The Maryland Senate today, with no discussion, approved a bill that bars exit polls by the media within 100 feet of voting places, the same distance campaign poll workers must maintain in most counties.

In Harford and Anne Arundel counties, which bar electioneering within 300 feet of the polls, media workers conducting the public opinion surveys would have to maintain that distance.

"What we're doing, really, is creating an enclave free from campaigning, electioneering or questioneering," said bill sponsor Sen. Arthur Dorman (D-Prince George's) after the vote.

Although the bill passed 33-10 today, several senators vocally opposed the measure in a preliminary vote Wednesday. They questioned the constitutionality as well as the need for the bill, saying the media representatives rarely harass voters, voters need not answer questions, and few voters complain.

"I don't know why we should pass this bill because you had a couple of grouches in your district," state Sen. Jack Cade (R-Anne Arundel) told Dorman. Dorman replied that he submitted the bill because some people did not like answering questions about their votes.

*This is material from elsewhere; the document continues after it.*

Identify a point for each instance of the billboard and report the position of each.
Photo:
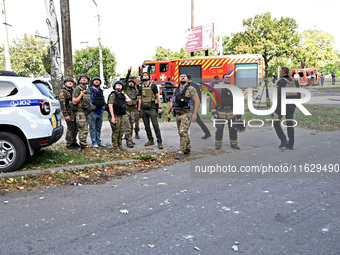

The Senate bill has fewer restrictions than a bill introduced in the House by Del. Dennis Donaldson (D-Prince George's), which would bar exit polling within 300 feet of any voting place in the state. That bill has not been acted on by a committee. Although Donaldson and Dorman said they had received only one or two complaints about media behavior, both bills follow nationwide criticism arising from early projections of final counts in the 1980 and 1984 elections.

Some candidates and political observers complain that early predictions influence voting behavior and possibly discourage voters from going to the polls.

Media representatives oppose laws restricting polling, saying they infringe on the media's right to gather information.

The three major television networks agreed this year not to use exit polls to project presidential winners in a state until that state's polls have closed. Donaldson's proposal is based on a Washington state law that bans any public opinion poll with voters within 300 feet of a public polling place.

That law has so far survived a legal challenge by the three major television networks, the New York Times and the Everett Herald, owned by The Washington Post Co. The case is pending before the federal district court in Tacoma, Wash.